M. C.: To jest karkołomna i podlegająca nieustannym i dynamicznym zmianom układanka, która nie zawsze dobrze mi wychodzi. Bywa, że praca wygrywa. Lubię swój zawód i myślę, że jestem w nim dobry, chcę wierzyć, że coraz lepszy. Lubię też pracować, ale zdaję sobie sprawę, że czasem biorę na siebie za dużo. Teraz też mam w pracy bardzo intensywny okres. Myślę jednak, że wiele osób, nie tylko aktorów, ma z tym problem.
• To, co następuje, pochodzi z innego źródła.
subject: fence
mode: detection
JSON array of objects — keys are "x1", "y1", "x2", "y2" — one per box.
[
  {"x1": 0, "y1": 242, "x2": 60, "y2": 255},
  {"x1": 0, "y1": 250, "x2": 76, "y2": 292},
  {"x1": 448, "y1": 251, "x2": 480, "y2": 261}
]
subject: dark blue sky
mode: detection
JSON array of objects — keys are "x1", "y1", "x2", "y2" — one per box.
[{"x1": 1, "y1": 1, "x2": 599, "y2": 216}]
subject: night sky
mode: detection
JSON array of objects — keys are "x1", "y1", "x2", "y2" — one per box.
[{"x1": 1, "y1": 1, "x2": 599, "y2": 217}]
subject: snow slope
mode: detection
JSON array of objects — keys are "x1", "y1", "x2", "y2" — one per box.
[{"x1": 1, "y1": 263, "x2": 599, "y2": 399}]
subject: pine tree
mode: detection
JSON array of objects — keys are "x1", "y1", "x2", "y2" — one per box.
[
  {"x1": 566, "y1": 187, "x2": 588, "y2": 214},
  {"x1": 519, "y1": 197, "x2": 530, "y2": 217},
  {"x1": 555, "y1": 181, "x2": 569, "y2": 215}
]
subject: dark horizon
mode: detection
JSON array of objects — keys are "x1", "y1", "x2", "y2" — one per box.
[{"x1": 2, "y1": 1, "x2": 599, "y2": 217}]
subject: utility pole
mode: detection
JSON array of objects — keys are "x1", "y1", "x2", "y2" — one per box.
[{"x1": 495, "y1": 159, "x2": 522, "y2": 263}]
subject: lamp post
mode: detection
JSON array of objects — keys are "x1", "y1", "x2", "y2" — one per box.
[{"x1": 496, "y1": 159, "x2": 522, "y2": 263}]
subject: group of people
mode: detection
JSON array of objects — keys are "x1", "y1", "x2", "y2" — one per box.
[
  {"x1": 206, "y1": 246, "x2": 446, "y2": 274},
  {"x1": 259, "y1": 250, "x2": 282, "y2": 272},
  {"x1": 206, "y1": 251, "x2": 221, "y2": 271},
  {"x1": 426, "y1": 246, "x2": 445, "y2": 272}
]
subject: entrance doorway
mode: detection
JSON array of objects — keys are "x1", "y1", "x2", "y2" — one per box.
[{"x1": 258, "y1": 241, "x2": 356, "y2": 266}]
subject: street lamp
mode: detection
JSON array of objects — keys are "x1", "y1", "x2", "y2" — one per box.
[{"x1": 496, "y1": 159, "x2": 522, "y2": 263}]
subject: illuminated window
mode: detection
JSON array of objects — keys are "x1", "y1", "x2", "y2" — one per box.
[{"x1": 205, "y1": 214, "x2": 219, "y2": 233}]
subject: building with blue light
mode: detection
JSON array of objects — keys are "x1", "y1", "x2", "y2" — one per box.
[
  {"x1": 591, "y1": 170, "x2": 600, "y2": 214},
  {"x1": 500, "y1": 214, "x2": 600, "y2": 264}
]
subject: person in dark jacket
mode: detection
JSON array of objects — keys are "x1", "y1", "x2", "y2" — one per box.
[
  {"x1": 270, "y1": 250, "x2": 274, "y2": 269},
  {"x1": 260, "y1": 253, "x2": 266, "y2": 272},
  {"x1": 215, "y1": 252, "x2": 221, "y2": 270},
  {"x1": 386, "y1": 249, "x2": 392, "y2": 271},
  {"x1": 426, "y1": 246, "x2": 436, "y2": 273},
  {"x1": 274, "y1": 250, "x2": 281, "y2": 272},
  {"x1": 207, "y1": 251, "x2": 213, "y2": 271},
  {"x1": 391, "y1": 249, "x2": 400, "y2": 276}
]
Chyba takie mamy czasy, że po prostu za dużo pracujemy. Wychodzi na to, że powinniśmy więcej pracować nad tym, żeby pracować mniej. Czego sobie i państwu życzę.
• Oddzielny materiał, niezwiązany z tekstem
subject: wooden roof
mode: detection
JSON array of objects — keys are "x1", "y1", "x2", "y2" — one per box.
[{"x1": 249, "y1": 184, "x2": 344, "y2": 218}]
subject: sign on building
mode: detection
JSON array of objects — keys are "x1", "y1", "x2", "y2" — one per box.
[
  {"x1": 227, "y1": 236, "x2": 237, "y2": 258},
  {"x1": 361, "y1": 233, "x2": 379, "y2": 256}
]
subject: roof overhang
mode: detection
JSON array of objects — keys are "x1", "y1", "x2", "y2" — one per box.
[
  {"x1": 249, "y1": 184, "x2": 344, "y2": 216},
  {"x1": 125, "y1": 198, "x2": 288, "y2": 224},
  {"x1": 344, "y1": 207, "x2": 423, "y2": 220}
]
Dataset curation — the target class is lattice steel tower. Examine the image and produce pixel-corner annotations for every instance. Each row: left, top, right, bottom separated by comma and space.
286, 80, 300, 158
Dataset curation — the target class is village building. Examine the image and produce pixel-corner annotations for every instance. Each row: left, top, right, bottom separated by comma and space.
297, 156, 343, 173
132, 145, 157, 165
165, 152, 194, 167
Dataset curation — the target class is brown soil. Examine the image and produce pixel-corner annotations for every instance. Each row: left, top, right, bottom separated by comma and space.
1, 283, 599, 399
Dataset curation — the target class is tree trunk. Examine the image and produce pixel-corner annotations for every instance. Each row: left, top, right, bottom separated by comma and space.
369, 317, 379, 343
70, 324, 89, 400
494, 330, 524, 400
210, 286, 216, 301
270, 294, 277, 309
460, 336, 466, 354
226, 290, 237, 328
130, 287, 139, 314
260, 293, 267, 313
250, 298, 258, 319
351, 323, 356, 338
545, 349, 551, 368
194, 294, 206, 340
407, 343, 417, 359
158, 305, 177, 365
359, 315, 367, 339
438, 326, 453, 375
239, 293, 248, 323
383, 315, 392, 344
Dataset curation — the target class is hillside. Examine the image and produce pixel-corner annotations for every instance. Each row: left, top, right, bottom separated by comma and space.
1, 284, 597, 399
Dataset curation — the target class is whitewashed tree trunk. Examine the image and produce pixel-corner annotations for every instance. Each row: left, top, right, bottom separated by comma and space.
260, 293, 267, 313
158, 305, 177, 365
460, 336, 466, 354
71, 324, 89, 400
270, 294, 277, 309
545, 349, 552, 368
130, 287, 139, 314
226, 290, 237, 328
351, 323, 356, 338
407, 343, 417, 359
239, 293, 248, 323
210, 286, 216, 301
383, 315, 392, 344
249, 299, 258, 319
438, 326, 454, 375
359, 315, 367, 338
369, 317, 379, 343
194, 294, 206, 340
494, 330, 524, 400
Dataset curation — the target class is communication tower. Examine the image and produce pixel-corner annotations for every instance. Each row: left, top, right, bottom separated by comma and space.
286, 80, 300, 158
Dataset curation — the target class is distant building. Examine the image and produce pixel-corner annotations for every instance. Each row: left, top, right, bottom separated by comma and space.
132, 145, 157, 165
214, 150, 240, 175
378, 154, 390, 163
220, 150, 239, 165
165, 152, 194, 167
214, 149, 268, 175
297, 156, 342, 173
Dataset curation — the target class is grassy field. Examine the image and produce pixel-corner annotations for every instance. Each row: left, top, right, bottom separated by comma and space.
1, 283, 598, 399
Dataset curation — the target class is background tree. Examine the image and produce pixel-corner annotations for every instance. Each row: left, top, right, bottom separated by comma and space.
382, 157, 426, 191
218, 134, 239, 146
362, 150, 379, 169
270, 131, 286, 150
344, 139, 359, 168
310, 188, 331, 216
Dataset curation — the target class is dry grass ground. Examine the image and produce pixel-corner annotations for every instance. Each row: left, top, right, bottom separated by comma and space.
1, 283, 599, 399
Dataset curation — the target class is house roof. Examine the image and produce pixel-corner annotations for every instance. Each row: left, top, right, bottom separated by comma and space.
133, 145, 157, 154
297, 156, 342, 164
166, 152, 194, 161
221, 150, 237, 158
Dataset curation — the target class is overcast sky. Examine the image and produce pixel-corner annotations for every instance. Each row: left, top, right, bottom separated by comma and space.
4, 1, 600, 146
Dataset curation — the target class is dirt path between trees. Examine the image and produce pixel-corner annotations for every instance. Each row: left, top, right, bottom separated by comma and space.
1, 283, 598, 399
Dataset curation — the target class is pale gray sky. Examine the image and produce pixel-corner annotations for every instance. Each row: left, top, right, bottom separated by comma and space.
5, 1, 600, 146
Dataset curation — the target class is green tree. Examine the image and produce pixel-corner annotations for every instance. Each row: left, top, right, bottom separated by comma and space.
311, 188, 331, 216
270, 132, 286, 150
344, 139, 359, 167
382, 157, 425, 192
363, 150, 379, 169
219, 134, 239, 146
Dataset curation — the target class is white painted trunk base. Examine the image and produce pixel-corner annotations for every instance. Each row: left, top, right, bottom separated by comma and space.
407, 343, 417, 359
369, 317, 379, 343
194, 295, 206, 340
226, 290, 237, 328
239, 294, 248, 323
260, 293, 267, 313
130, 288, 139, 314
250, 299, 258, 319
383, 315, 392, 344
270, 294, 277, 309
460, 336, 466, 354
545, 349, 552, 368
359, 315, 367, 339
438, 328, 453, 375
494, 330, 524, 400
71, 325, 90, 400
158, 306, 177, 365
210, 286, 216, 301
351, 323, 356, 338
Rozmawiała Izabella Komendołowicz-Lemańska
 
Michał Czernecki – aktor filmowy, teatralny i telewizyjny, artysta kabaretowy. Ukończył krakowską PWST. Jeszcze na studiach zdobył nagrodę za rolę w spektaklu „Maestro” na Festiwalu Szkół Teatralnych w Łodzi. Początkowo występował w Teatrze Starym w Krakowie, potem był związany z Teatrem Narodowym i Teatrem Dramatycznym w Warszawie. Na ekranie zadebiutował w głośnym spektaklu Teatru Telewizji „Hamlet” w reż. Łukasza Barczyka, kręconym w kopalni soli w Wieliczce. Wystąpił w takich filmach jak „Doskonałe popołudnie”, „Wojna polsko-ruska”, „Planeta singli”, „Podatek od miłości”, „Niebezpieczni dżentelmeni”. Rozpoznawalność zawdzięcza serialom telewizyjnym, m.in. „Warto kochać”, „Na dobre i na złe”, „Pierwsza miłość”, „Motyw”, „Diagnoza”, „Singielka”, „Skazana”. Jego żoną jest psycholog Magdalena Czernecka, mają dwóch nastoletnich synów – Piotra i Franciszka.